A elevação do Custo Efetivo Total (CET), contudo, não se encerra na taxa nominal. Persistem relatos de venda casada de produtos e serviços, seguros, títulos e pacotes “obrigatórios”, condicionando a aprovação do financiamento, prática vedada pelo ordenamento jurídico e pelas normas do sistema financeiro. A isso se somam despesas de projetistas e intermediários, muitas vezes cobradas como percentual do valor financiado. O resultado é uma escalada silenciosa do CET: o que começa em 15% ao ano, quando somadas as cobranças acessórias e o empacotamento indevido, pode se aproximar de 30%–40% ao ano. Em um ambiente de margens pressionadas e preços voláteis, essa curva de custo inviabiliza o giro de caixa do custeio e desestimula o investimento, com impactos que se propagam à renda no interior, à arrecadação local e à competitividade das cadeias agrícolas.

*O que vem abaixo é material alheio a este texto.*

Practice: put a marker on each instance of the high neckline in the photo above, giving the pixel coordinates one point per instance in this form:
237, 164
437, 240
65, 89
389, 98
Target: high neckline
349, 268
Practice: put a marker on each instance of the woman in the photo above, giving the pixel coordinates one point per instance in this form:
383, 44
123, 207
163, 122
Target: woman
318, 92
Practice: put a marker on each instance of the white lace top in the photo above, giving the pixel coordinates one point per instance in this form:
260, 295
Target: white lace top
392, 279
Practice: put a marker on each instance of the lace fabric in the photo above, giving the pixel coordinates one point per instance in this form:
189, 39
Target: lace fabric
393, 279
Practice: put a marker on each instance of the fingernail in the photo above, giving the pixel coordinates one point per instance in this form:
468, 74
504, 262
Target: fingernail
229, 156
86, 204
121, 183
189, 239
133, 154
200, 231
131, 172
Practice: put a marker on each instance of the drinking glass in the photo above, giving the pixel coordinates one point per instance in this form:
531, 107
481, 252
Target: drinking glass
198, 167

O risco de saída da atividade deixa de ser hipótese e se torna variável concreta do cenário. Ao se verem no impasse entre endividar-se em condições onerosas ou reduzir o ritmo produtivo para preservar patrimônio, muitos optam por desmobilizar ativos, venda de área, máquinas e rebanho, para honrar compromissos. A retração do crédito, portanto, não é apenas um problema de balanço; é um fator de retração estrutural da oferta futura e de fragilização no campo.

Do ponto de vista jurídico, algumas balizas são incontornáveis. A venda casada é ilegal e pode ensejar revisão contratual e responsabilização. O CET detalhado deve ser fornecido ao tomador, com transparência sobre todos os componentes do custo. A negociação pré-vencimento é a via adequada para repactuar fluxos e alongar prazos quando houver fundamento econômico, evitando a deterioração imediata de adimplência. Em situações-limite, a legislação brasileira contempla instrumentos de reestruturação, como a recuperação judicial, que podem preservar unidades produtivas viáveis, desde que adotados com critério e documentação robusta.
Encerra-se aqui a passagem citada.